Mayor Betsy Price has been in office only a year, and no individual or group should wolfpack her and her policies until they do their research into whatever crusade they want to champion. The campaign of negative rhetoric is always on the horizon, no matter who is in office. So far, Price isn’t capitulating to anyone — and she will give an audience to Fort Worth Weekly while her predecessor, Mike Moncrief ignored the paper for eight years.
As Wanda Conlin, publisher of the Greater Meadowbrook News, said, “She is the most open mayor we’ve had.” Conlin also wrote that Price will give you answers to your questions. Our mayor will do the dais proud. As she herself says, “It’s your Fort Worth. Tell us what you want.”
To the editor: In his recent article (“Fort Rock,” May 9, 2012), Anthony Mariani succinctly states a problem: Fort Worth needs a pedestrian-friendly neighborhood of rock clubs like Deep Ellum.
Now … close your eyes, and let’s dream for a moment. Imagine a street with lots of large, empty commercial buildings all located within walking distance of one another or a few short minutes away by car or shuttle bus. Imagine that this location is centrally located amid three universities. Imagine a unique, eclectic neighborhood (like Deep Ellum or Greenville Avenue), with tons of parking, cheap rent, and low taxes. Imagine local residents who eagerly want entertainment, restaurant, and shopping venues. Imagine lots of smaller vacant retail spaces just waiting for funky shops and boutiques.
Ready? Three words for you: East Lancaster Avenue. Now, I know what you’re thinking: homeless people, too dangerous. Well, think again. Meadowbrook crime statistics are as good (and sometimes better) than the rest of Fort Worth, and the homeless people know to stay down by the shelters. We might even get rid of the sidewalk squatters altogether if we could rein in the well-meaning but misguided do-gooders who believe that throwing out more free food will solve the homeless problem.
But, hey, Deep Ellum had a colorful cast of characters, and so do we. Where else will you see a guy in white shorts and red cowboy boots pushing a blue shopping cart down the street?

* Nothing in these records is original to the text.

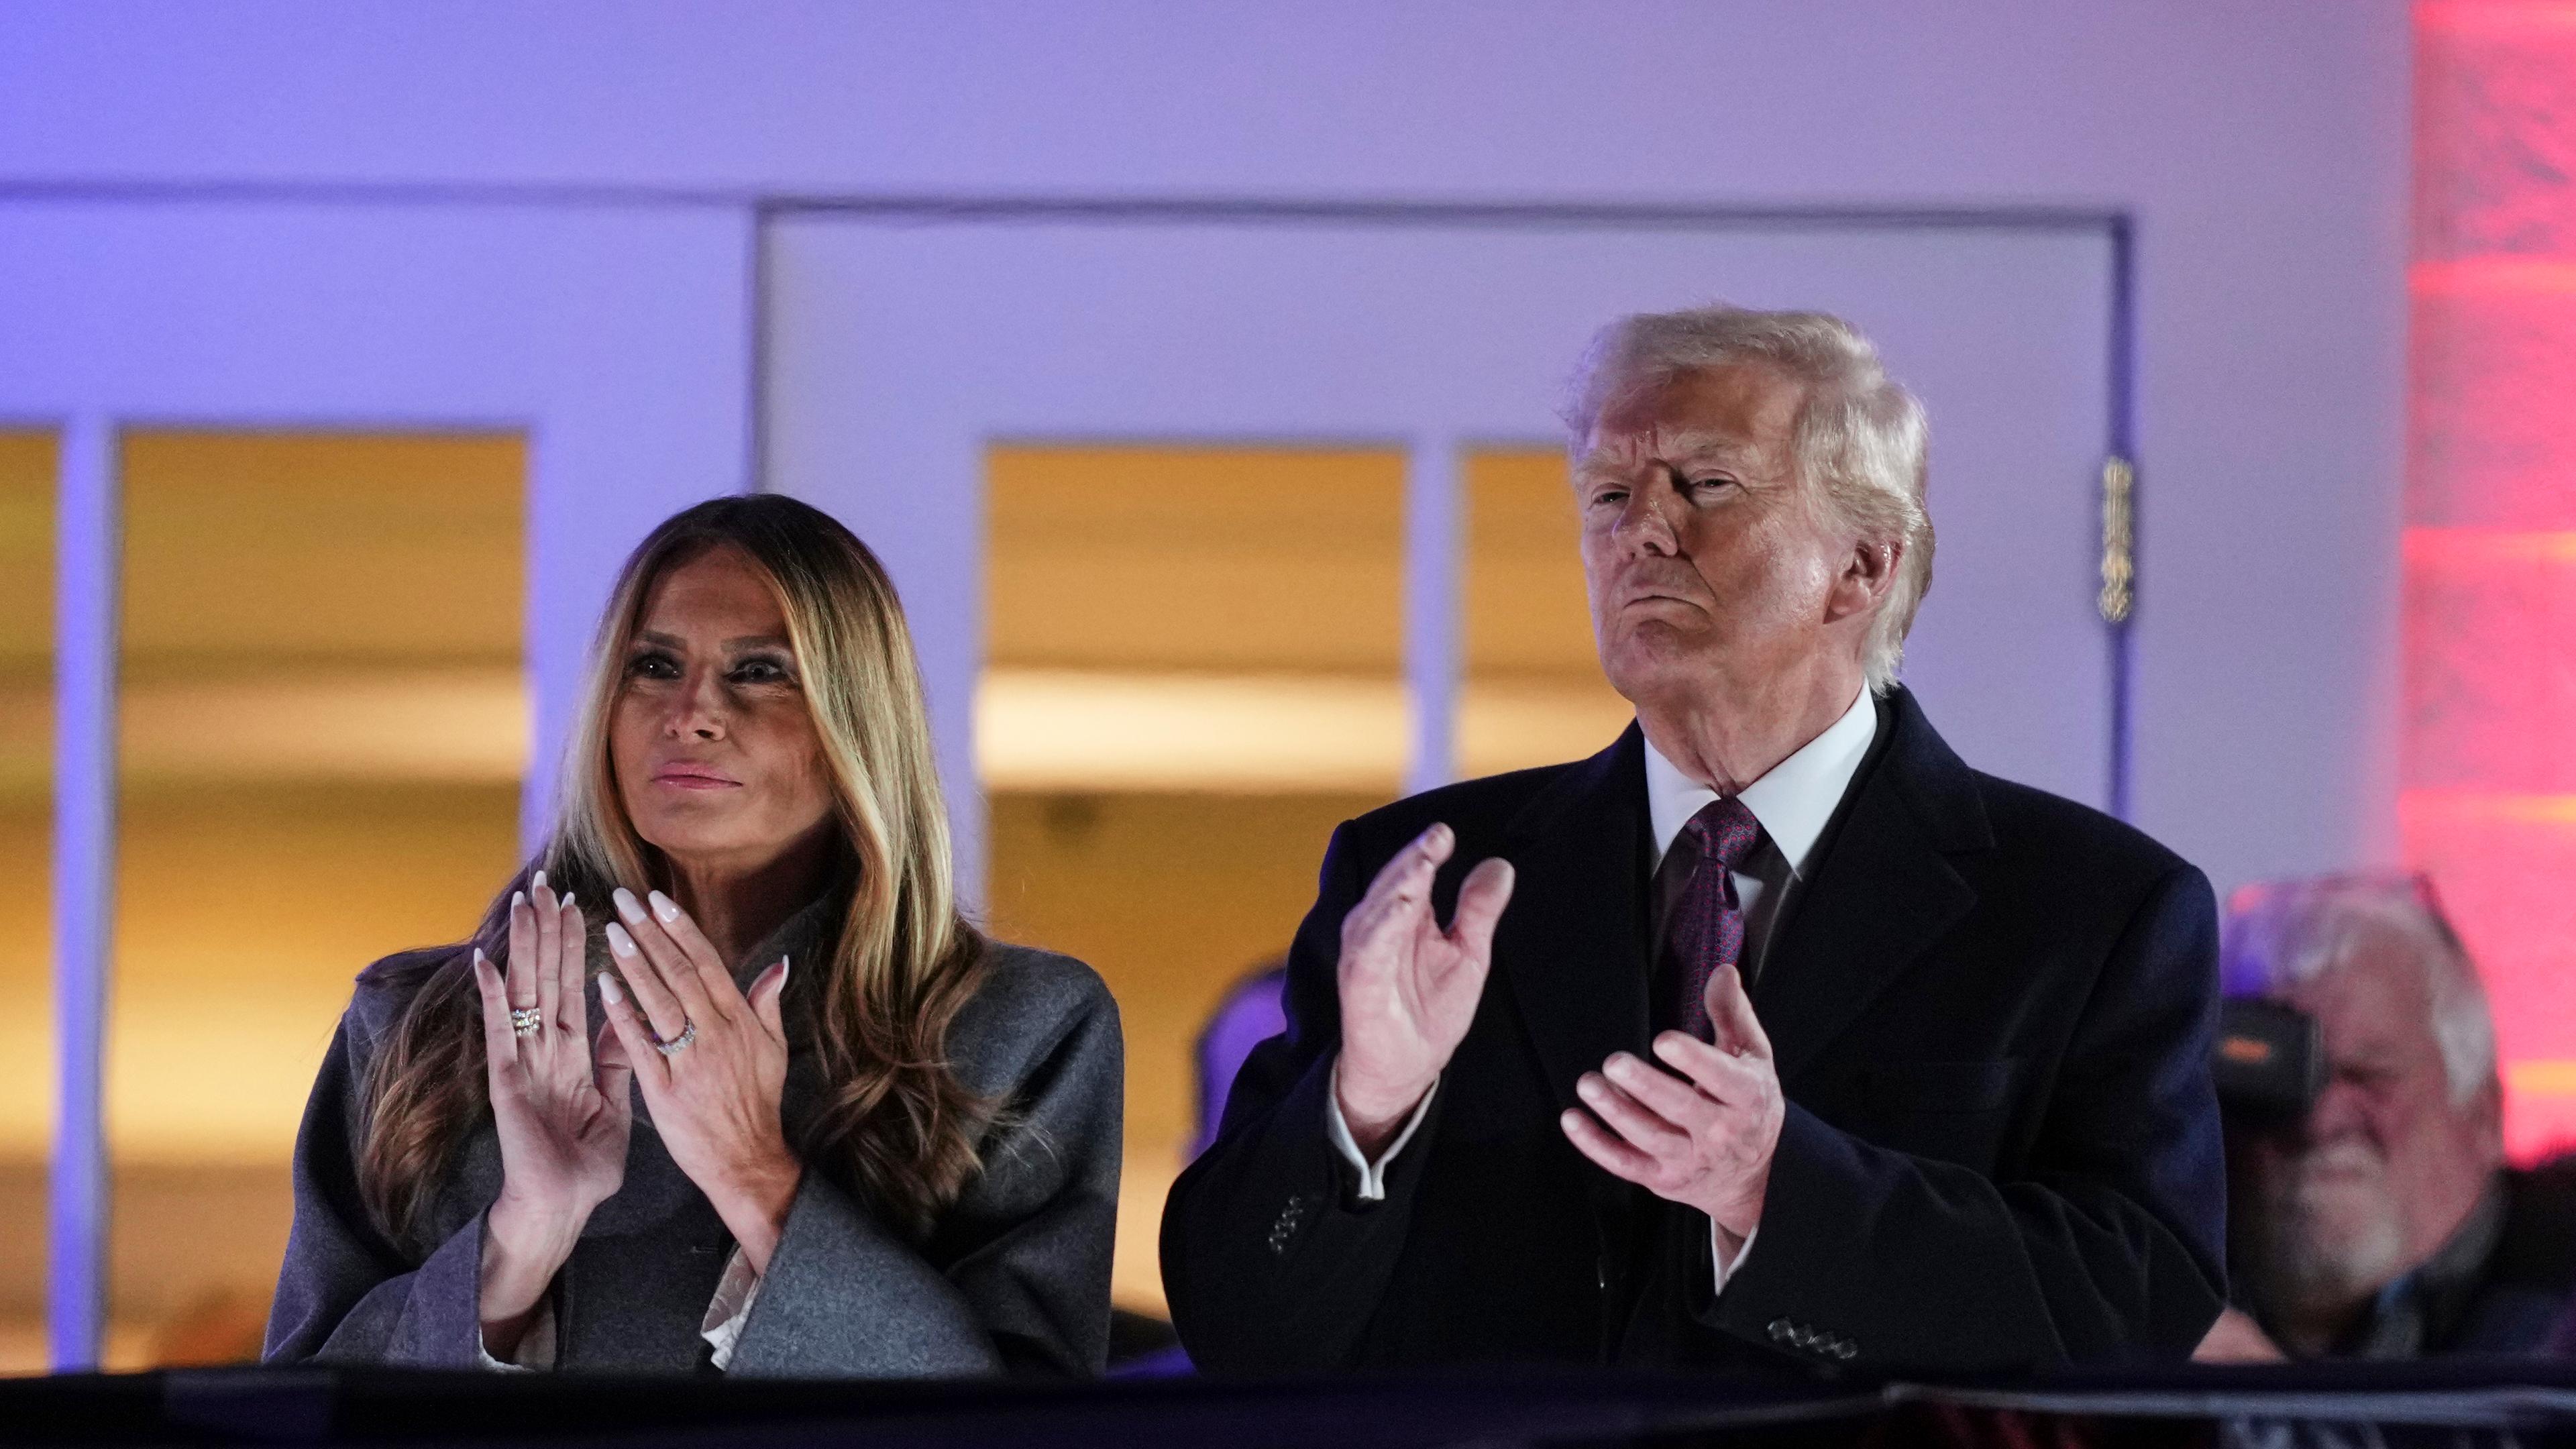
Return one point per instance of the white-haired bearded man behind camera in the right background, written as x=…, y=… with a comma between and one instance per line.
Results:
x=2384, y=1223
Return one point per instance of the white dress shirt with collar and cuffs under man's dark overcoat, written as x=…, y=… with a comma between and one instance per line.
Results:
x=1794, y=803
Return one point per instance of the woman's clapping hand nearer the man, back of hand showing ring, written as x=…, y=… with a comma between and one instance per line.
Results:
x=712, y=1064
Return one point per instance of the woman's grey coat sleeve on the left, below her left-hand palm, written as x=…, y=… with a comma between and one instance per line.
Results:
x=346, y=1293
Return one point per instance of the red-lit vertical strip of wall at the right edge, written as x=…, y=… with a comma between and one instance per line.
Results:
x=2490, y=731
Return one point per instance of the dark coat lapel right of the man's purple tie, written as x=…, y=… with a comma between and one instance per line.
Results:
x=1879, y=891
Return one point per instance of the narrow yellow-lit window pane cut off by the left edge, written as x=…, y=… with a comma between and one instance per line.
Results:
x=27, y=940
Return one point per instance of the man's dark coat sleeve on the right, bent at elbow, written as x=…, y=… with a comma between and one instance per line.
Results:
x=2106, y=1249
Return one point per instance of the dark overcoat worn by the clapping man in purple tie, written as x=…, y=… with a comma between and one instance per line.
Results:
x=1993, y=1015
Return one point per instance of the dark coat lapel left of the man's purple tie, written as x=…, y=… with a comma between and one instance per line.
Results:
x=1573, y=945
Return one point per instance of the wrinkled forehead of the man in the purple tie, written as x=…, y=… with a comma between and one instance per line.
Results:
x=1738, y=414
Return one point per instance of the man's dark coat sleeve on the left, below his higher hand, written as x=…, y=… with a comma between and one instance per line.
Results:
x=1269, y=1257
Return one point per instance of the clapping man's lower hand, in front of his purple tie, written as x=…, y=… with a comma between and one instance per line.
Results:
x=1701, y=1133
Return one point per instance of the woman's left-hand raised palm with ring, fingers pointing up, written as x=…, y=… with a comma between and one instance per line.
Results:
x=563, y=1118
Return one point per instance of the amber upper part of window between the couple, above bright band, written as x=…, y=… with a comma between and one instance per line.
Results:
x=1253, y=561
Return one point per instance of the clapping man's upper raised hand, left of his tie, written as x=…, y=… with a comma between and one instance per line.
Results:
x=1408, y=986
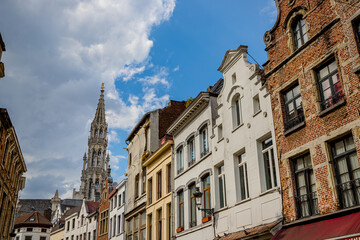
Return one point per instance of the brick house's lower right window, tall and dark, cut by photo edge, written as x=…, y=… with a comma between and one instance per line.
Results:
x=347, y=171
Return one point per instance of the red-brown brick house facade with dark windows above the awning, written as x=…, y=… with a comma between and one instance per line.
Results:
x=313, y=78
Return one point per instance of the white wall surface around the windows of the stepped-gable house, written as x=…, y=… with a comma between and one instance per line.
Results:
x=262, y=206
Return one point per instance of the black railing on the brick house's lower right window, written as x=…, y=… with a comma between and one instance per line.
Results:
x=349, y=193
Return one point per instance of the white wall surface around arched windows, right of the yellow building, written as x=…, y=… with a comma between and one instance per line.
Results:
x=193, y=173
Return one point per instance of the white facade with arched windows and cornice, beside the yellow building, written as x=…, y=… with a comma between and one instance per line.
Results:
x=192, y=132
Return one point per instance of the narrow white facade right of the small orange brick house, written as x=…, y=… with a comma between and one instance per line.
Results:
x=117, y=211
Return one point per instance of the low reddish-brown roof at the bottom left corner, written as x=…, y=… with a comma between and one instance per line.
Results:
x=34, y=219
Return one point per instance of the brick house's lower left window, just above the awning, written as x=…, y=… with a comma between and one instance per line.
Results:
x=306, y=195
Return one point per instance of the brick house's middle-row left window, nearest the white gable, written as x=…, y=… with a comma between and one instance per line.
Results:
x=294, y=113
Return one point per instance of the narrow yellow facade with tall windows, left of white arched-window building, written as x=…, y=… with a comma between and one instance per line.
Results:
x=159, y=187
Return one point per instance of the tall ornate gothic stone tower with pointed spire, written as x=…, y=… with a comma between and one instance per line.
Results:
x=96, y=168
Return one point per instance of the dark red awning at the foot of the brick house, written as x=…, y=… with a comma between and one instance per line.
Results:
x=339, y=228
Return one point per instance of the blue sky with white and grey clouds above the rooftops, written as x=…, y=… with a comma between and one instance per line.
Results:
x=147, y=52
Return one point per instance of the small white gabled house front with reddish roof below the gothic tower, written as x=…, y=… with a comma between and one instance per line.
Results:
x=82, y=224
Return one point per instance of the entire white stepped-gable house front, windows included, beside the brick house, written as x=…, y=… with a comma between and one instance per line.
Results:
x=246, y=175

Imagine that.
• In a May 9 story, “Polluters’ Paradise?” the Natural Resources Defense Council was erroneously referred to as the National Resources Defense Council.
• Judy Obregon’s activities as a dog rescuer were described incorrectly in the May 16 story “Bait for Cruelty.” When Obregon finds a stray dog, and the city’s animal control employees don’t respond, she said, she tries to find a foster home for the animal but does not take it to the city shelter.